Grüne verlieren an Zustimmung, SPD im Aufwind

Nach dem monatelangen Aufwärtstrend geht es für die Grünen kurz vor drei wichtigen Landtagswahlen bergab. Die SPD erfreut sich steigender Umfragewerte.

Die SPD hat im Deutschlandtrend von ARD und Morgenpost Online deutlich zugelegt. Der Umfrage des Instituts Infratest dimap zufolge erreicht die SPD nun 28 Prozent, drei Punkte mehr als zuvor. Die Union verliert im Vergleich zum Vormonat einen Punkt auf 35 Prozent. Die Grünen geben gleich vier Prozentpunkte ab auf 15 Prozent. Für die Linke werden neun Prozent vorhergesagt (plus eins), für die FDP sechs Prozent (plus eins). Damit liegt Rot-Grün weiter vor Schwarz-Gelb, würde eine eigene parlamentarische Mehrheit aber verfehlen.
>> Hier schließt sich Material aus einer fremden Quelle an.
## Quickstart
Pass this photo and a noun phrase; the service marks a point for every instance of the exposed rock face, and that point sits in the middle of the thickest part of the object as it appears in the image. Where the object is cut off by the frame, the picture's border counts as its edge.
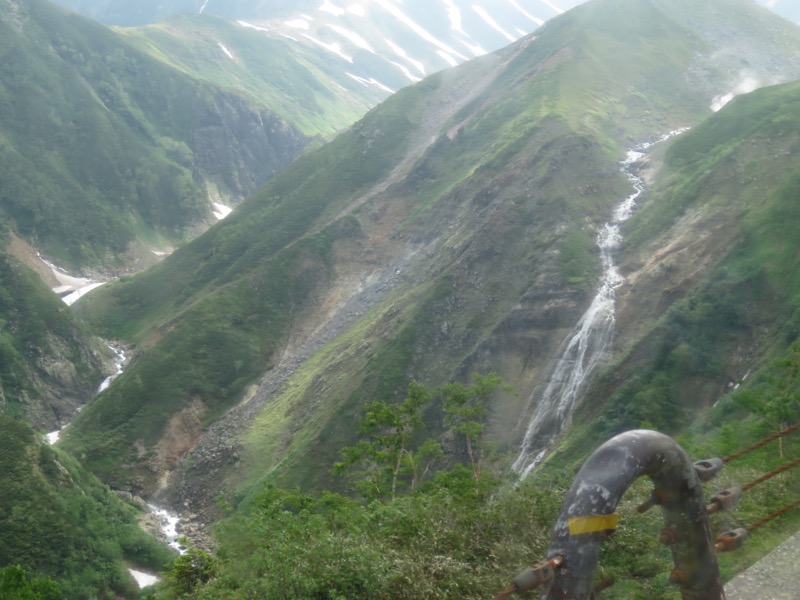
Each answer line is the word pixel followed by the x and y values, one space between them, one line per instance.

In der Beliebheitsskala der wichtigsten Politiker liegt der bisherige Verteidigungsminister Karl-Theodor zu Guttenberg (CSU) auch nach seinem Rücktritt wegen der gegen ihn erhobenen Plagiatsvorwürfe klar auf Platz eins. 73 Prozent gaben an, sie seien mit seiner Arbeit zufrieden, fünf Punkte mehr als im Vormonat. 41 Prozent sprachen sich dafür aus, Guttenberg solle 2013 für die Union als Kanzlerkandidat antreten. Allerdings lag Amtsinhaberin Angela Merkel anders als im Vormonat bei dieser Frage mit 44 Prozent diesmal vorn.

Zugleich äußerten in derselben Umfrage 75 Prozent die Ansicht, dass Guttenberg „getäuscht und betrogen hat“. Ebenso viele sind demnach der Ansicht, der CSU-Politiker habe „gegen Regeln verstoßen und deshalb keine andere Wahl als zurückzutreten“. 82 Prozent bescheinigten ihm jedoch „ein Gespür, was Menschen von der Politik erwarten“.

Auf Platz zwei der Beliebtheitsskala ist der neue Bundesverteidigungsminister Thomas de Maizière (CDU) aufgerückt (55 Prozent Zustimmung), knapp vor Merkel und SPD-Fraktionschef Frank-Walter Steinmeier (beide 53 Prozent). Mit der Arbeit von CSU-Chef Horst Seehofer äußerten sich 38 Prozent zufrieden, mit FDP-Chef Guido Westerwelle 33 Prozent. Beide konnten deutlich zulegen.

Infratest dimap befragte am 8. und 9. März 1003 repräsentativ ausgewählte Wahlberechtigte, für die Sonntagsfrage 1503 Wahlberechtigte.